ADDIS ABABA, Ethiopia — Leaders at an African Union summit in the Ethiopian capital Addis Ababa on Saturday condemned Israel’s offensive in Gaza and called for its immediate end.

Moussa Faki, the chair of the African Union Commission, said Israel’s offensive was the “most flagrant” violation of international humanitarian law and accused Israel of having “exterminated” Gaza’s inhabitants.

Faki spoke alongside Palestinian Prime Minister Mohammad Shtayyeh, who also addressed the summit.

“Rest assured we strongly condemn these attacks that are unprecedented in the history of mankind,” Faki said to applause from delegates. “We want to reassure you of our solidarity with the people of Palestine.”

Azali Assoumani, president of the Comoros and the outgoing chairperson of the African Union, praised the case brought by South Africa against Israel at the International Court of Justice while condemning “the genocide Israel is committing in Palestine under our nose.”

“The international community cannot close its eyes to the atrocities that are committed, that have not only created chaos in Palestine but also have disastrous consequences in the rest of the world,” Assoumani said.

A quarter of Gaza’s residents are starving because of the war, which began with Hamas’ assault into Israel on Oct. 7, in which militants killed about 1,200 people, mostly civilians, and abducted around 250.

Israel strongly denies committing genocide in Gaza and says it does all it can to spare civilians and is only targeting Hamas militants. It says Hamas’ tactic of embedding in civilian areas makes it difficult to avoid civilian casualties.

During last year’s AU summit, an Israeli delegate was unceremoniously removed from the plenary hall amid a row over the country’s observer status at the continental body.

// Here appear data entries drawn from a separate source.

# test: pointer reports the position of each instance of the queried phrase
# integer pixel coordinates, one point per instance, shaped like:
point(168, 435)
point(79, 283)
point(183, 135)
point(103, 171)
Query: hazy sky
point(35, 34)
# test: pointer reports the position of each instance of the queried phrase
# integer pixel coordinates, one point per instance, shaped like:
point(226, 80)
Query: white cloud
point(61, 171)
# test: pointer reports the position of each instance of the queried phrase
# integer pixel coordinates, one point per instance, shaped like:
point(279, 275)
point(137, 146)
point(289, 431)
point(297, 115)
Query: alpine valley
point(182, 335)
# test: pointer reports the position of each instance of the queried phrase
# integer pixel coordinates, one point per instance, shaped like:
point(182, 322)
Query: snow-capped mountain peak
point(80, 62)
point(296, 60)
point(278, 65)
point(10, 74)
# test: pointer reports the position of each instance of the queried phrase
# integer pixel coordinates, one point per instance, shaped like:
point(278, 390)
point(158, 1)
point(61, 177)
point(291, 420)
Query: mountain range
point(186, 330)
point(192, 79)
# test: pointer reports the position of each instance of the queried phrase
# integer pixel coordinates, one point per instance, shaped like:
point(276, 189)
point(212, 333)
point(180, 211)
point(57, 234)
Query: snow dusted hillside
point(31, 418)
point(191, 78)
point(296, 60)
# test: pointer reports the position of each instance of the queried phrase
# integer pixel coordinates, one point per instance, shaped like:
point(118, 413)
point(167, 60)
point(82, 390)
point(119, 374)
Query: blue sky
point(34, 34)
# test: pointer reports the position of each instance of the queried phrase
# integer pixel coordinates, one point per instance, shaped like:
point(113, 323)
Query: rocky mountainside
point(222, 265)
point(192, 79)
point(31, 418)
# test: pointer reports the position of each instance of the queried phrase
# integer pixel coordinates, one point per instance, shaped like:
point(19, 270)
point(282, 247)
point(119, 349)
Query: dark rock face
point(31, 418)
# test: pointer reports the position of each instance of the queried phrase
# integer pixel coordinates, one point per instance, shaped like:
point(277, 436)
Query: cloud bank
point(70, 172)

Concern over conflicts and the resurgence of coups across the African continent also underscored the opening of this year’s summit. Faki cited tensions over Senegal’s postponed election and violence in eastern Congo, Sudan, the Sahel, and Libya. He called for a revival of “the spirit of African solidarity and Pan-Africanism” to overcome the many challenges facing the continent of 1.3 billion people.